The Bonds shall be issued by the Commonwealth Transportation Board and sold through the Treasury Board, which is hereby designated the sales and paying agent of the Commonwealth Transportation Board with respect to the Bonds. The Treasury Board's duties shall include the approval of the terms and structure of the Bonds. In the event the aggregate principal amount of the issuance, for the projects and amounts authorized by the 1994 amendments to Chapter 391 of the Acts of Assembly of 1993, is less than $127,000,000, the Commonwealth Transportation Board shall cause each Category 1 project to be shared in the reduced issuance by reducing the proceeds of the Bonds for each of the Category 1 projects on a pro rata basis.

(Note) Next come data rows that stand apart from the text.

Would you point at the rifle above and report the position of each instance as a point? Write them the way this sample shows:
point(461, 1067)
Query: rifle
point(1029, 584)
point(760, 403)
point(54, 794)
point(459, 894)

8. That the amount of Commonwealth of Virginia Transportation Contract Revenue Bonds issued shall be limited to $466,200,000 through June 30, 2000. Not later than December 1, 1999, the Commonwealth Transportation Board shall present to the Governor and General Assembly a detailed plan with regard to the timing, debt service schedule and sources of repayment for the authorized bonds in excess of $466,200,000 and such bonds shall not be issued until an appropriation for the debt service thereon has been approved by the Governor and General Assembly.

9. That if any part of this act or the application thereof to any person or circumstance is held invalid by a court of competent jurisdiction, such holding shall not affect the validity of the remainder of the provisions or applications of the act which can be given effect without the invalid provision or application, and to this end the provisions of this act are severable.